O Yeah, Baby!

Yeah, Novakula, u know what Bradrocket luvs 2 hear. Pour that sweet sugar all over my nips!

If Democrats prove that they can hold their leads against the vulnerable GOP districts in the third and fourth columns, then they will press their advantage effectively and probe for more weaknesses until they start winning in seats in the second column of the chart (leans GOP) and even the first (likely Republican Retention). If this happens, it will be like a dike bursting for the GOP. Too many holes will appear to be plugged up, and Democrats will almost certainly take the House. Then we will have concrete reasons to expect a 25 or 26 seat GOP loss.

Bring it. November can’t cum soon enuff.


Comments: 23


There’s not enough political commentary in which “dikes” burst, I say.

Plug up that hole, daddy!


He stepped into the booth and pulled the curtain shut. It instantly became close and warm, and I couldn’t help but be aware of how my pulse raced in the hollow of my throat. He wasn’t my usual type – I never could figure out how to run my fingers through a mullet, and the NASCAR cap would’ve gotten in the way regardless – but there was just something about the way he looked at me that set loose a shower of butterflies in my stomach.

“Do it, baby!” came tumbling out of my mouth before I realized what I was saying. His fingers moved lower, down to the row of buttons in front of him, and he started pushing. Each one had a small capital “D” next to it. My heart beat in time with his fingers. D, D, D, D………I prayed it would never end.

And that’s how my GOP dike burst.


Suddenly NoFacts is a font of wisdom? I say thee nay, nippleboy.

Yeah, I feel the change in the air, too, and the Ye Olde GOP Wedge Issues ain’t playing in Peoria like they used to. But I felt so burned in Nov. ’04 that I’m not going to rest till all the votes are counted.


Haha! Like we even count them anymore.


Awwww, don’t be like that, baby………..you know the American electoral system still loves you.

It’s just that you make it mad sometimes, and when it gets mad, sometimes it just gets a little crazy. Why do you always have to make it mad, baby?

It’s sorry about last time, honeybear. It promises it won’t ever happen again. Look, it even brought you flowers! Come on and give it a kiss……oh, yeah.


oh god, oh god, I’m gonna, I’m gonna … bleaarrrghhh!

what was your name again?


You people are sicker than a hound dog full o’ rotten peaches. And I love you all. I only wish you were real….



I know my electoral sweetie only steals my votes because he loves me too much. Besides, he promised, “no more fraud, baby.” He means it this time! He cried and everything!


Thank you for not posting a picture.

Don’t forget; Diebold has been stealthily infiltrating all areas of the country.
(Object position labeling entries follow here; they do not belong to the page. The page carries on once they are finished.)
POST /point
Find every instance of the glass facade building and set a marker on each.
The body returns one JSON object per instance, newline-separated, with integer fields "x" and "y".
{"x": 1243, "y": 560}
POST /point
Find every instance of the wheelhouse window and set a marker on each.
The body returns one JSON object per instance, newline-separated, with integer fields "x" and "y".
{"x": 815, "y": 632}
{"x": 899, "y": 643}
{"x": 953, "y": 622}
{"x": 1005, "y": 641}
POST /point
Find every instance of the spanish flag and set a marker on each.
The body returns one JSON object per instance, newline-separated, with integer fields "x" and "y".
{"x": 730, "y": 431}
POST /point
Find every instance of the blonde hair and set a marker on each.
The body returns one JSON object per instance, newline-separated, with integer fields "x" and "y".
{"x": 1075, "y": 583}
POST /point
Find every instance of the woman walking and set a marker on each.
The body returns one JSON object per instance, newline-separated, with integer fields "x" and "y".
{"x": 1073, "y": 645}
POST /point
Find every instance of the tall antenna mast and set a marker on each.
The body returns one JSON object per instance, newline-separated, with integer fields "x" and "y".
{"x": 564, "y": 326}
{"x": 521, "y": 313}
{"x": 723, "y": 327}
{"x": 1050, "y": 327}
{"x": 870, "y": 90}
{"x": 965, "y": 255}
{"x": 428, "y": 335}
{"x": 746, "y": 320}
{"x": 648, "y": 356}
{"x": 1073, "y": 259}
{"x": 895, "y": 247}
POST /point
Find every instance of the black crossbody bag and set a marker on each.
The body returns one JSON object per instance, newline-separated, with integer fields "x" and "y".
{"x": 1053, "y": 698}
Plus, FLA and Ohio were test runs; all the anti-democratic tactics used there will be appearing in every state with a potential Blue win.


I am real. Didn’t that leprachaun on your shoulder who tells you to burn things mention that?


We love you, too, mikey.

And we’re all real. I dunno about anyone else, but in a lot of ways, I’m “realer” in my online words than I am anywhere else.

This place – and others like it – have been my saving grace more than once when I was feeling too dejected.


And we’re all real.

I’m not.

[/Life of Brian]


Dood, I’m pretty sure that leprachaun is the same one who told me to try to hit on Mayor Feinstein back in like ’82 during the columbus day parade. You might have heard about it – I think my little, er, disagreement with her security team made the national news. But without any context. I’ve stopped listening to him since…



If Katherine Harris wins in Florida (thanks, Diebold!) I will finally leave, and do what I can to take my state with me.

my leprechaun tells me so.


if Katherine Harris wins in Florida, I’m going to sell all my belongings so I can build a huge steel pronged sculpture, 300 feet tall, rent a crane, stick it prong first into America, and turn it the F*** over, cuz it’s DONE.


If you’re leaving, take me with you.



Not me. I’m gonna fill a buncha sandbags and open up a store. Right here at my house. All I’m gonna sell is cigarettes and ammunition. At my prices. I’m gonna do just fine when it all implodes, bay bee….



*cough* I’m leaving for Seychelles. Can you meet me at JFK?


Mikey, sometimes you sound so much like my neighbor, it’s scary!
And, seeing as how I’m real also, I’m thankful that I have easy access to an ammo supply as well since California is a bit far for me to travel in case of emergency.


Hey, Mikey, if you’ve got like a shed or something, I could start a clinic next to your Smokes ‘N’ Ca’tridges Cheaper! store. Might come in handy.


Oh hell yeah, doc…

Pack o’smokes Twenty dollar

Pack o’ .308 Forty five dollar

Pack a Sucking Chest Wound…

Now that’d be nearly PRICELESS

Now wouldn’t it…



Oh, didja want Blood Expander with that?